A rope used to hold down the bowsprit of a ship against the upward pull of the forestay.
- ‘We designed a new attachment point for the bobstay at the stem and incorporated an additional hole for a heavy shackle.’
- ‘It is so strong that a mooring pennant can be shackled through a special fitting so the entire boat can swing off the bobstay fitting, without any concern about chafing.’
- ‘The man, swimming for dear life in the water, grabbed the bobstays as the vessel pitched downward and climbed on deck.’
- ‘The bowsprit is set up with double chain bobstays and double chain bowsprit shrouds.’
- ‘I'm standing on the bobstay trying to get a decent picture of the bow, and not doing a very good job.’
- ‘The bobstay, forestay and one running backstay were made up by my local chandler from the drawings below.’
- ‘A replacement bobstay is available of Sailbryte wire with new fittings swaged on both ends.’
- ‘I hung over the side of the pulpit and saw that the bobstay chain was shackled to the end cap on the bowsprit, so I hunted up a wrench and another shackle.’
- ‘I secured the bobstay to the rode and cut the snubber.’
- ‘Mr. Burtsall alone was preserved, as in falling he caught hold of one of the bobstays, and reached the bowsprit.’
- ‘As with the bobstay chains were used for the bowsprit shrouds from about 1850, which were set up with hearts or rigging screws.’
- ‘Below is a close-up of the stem fitting for the bobstay on this Vagabond pictured above.’
- ‘Straps and rings for bobstay plates are extant in the lower stempost, with mortises into the wood to admit the bobstay chains.’
- ‘For the bobstays there should be ten or twelve links to the inch, and for the others considerably more.’

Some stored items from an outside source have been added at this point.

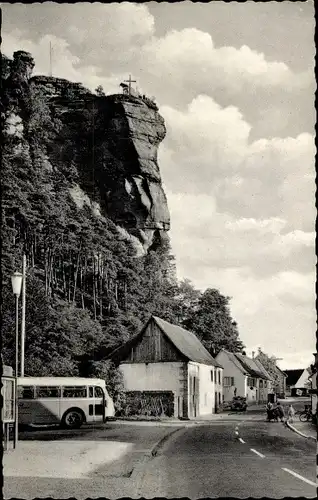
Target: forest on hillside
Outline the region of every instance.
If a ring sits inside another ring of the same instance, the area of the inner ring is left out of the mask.
[[[229,297],[214,288],[196,290],[188,280],[178,282],[169,243],[137,257],[112,220],[75,204],[70,190],[81,174],[80,163],[54,156],[57,142],[65,150],[71,147],[60,119],[39,88],[17,74],[4,75],[3,362],[14,366],[10,277],[21,271],[24,253],[27,375],[102,376],[115,386],[118,372],[103,359],[152,314],[192,330],[212,354],[222,347],[241,351]]]

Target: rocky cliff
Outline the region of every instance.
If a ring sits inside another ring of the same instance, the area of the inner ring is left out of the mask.
[[[23,51],[12,61],[5,58],[3,66],[4,86],[17,89],[17,100],[21,88],[44,98],[55,124],[50,145],[43,147],[45,161],[57,172],[68,170],[79,209],[86,204],[112,219],[144,251],[160,245],[170,217],[157,161],[166,129],[154,103],[142,96],[98,96],[61,78],[32,77],[34,61]],[[19,125],[19,114],[23,110],[11,111],[9,122]]]

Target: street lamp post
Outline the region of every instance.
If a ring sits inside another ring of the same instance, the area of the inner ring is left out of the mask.
[[[18,442],[18,362],[19,362],[19,297],[21,293],[22,274],[15,272],[11,276],[12,291],[15,295],[15,425],[14,447]]]
[[[26,296],[26,255],[22,259],[22,310],[21,310],[21,365],[20,375],[24,377],[24,351],[25,351],[25,296]]]

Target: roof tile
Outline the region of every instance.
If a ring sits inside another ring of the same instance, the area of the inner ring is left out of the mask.
[[[153,316],[153,319],[178,349],[178,351],[180,351],[190,361],[222,368],[222,366],[211,356],[194,333],[181,328],[181,326],[168,323],[167,321],[156,316]]]

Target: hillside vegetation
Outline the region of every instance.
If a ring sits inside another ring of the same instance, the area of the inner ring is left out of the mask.
[[[116,369],[102,360],[151,314],[192,329],[212,354],[221,347],[241,350],[229,298],[178,283],[168,239],[138,255],[129,234],[94,211],[93,196],[75,203],[71,192],[85,162],[72,155],[74,144],[77,151],[85,146],[87,157],[94,154],[87,141],[87,123],[94,126],[89,108],[83,133],[77,127],[69,137],[43,89],[8,59],[3,66],[9,68],[1,103],[3,362],[14,366],[10,276],[21,270],[23,253],[27,375],[98,375],[116,385]],[[94,161],[98,171],[100,160]]]

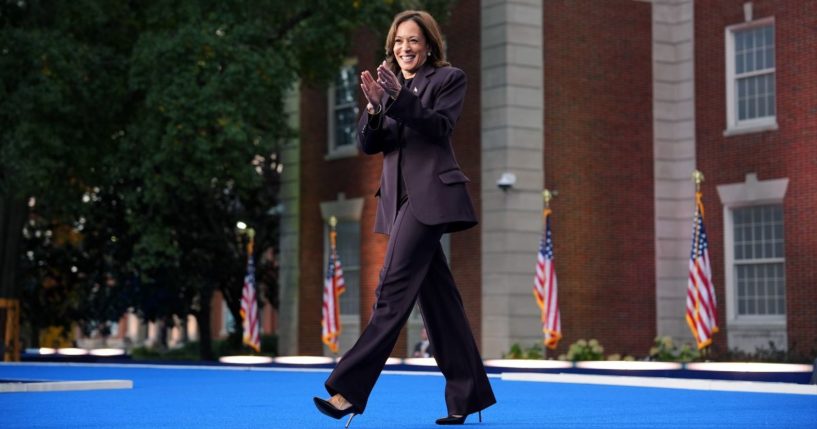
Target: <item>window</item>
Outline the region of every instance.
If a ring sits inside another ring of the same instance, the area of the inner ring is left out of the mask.
[[[758,347],[785,350],[785,237],[783,201],[788,178],[718,185],[723,203],[724,274],[728,347],[754,352]]]
[[[776,129],[774,21],[726,31],[727,134]]]
[[[733,211],[737,317],[785,316],[783,207]]]
[[[360,222],[339,221],[337,252],[343,267],[346,292],[340,298],[340,314],[360,315]]]
[[[359,87],[357,65],[350,62],[340,68],[334,84],[329,88],[328,158],[357,155],[355,141],[360,113],[357,106]]]

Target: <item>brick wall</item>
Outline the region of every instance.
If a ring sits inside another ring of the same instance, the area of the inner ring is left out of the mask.
[[[457,161],[471,179],[468,192],[480,213],[480,7],[477,0],[456,2],[443,25],[448,60],[468,76],[465,108],[454,131]],[[451,271],[462,295],[474,338],[480,344],[482,325],[482,246],[479,226],[451,236]]]
[[[651,19],[630,0],[544,5],[560,353],[596,338],[644,355],[656,335]]]
[[[716,186],[743,182],[751,172],[759,180],[788,178],[783,201],[788,346],[808,353],[817,349],[817,2],[752,2],[754,19],[775,18],[779,128],[724,137],[724,29],[744,22],[743,3],[695,2],[696,152],[698,168],[707,179],[704,204],[719,314],[725,317],[726,299],[723,212]],[[716,335],[715,341],[726,347],[726,335]]]

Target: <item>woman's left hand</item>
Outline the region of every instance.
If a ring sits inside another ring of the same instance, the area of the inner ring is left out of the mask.
[[[386,94],[389,94],[389,97],[397,99],[397,94],[400,93],[400,81],[397,80],[397,76],[389,70],[385,61],[377,67],[377,83],[383,87],[383,90],[386,91]]]

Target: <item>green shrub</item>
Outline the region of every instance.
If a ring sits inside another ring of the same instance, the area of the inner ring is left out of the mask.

- ‘The longitudinal pressure is counteracted by the bobstays, stays and backstays.’
- ‘Brace the halyards and strap down the bobstays!’
- ‘Rising and falling with the sea, the man watched his opportunity and grabbed the bobstays.’
- ‘Manufacturers produced copper or bronze hull fittings, solid bronze bars for the bobstays on the bowsprit, phosphor-bronze wire for the headstays, and bronze blocks for the running gear.’
- ‘Gordon Bok, an instrument maker and boat builder from Camden, carved a loose rendering of a man climbing in the bobstays of his sailboat.’
- ‘One aspect of fitting a bobstay is that instead of the rear end of the bowsprit pressing down into its mounting on the mast step, it is now pushed backwards towards the mast.’
Mid 18th century: probably from bob + stay.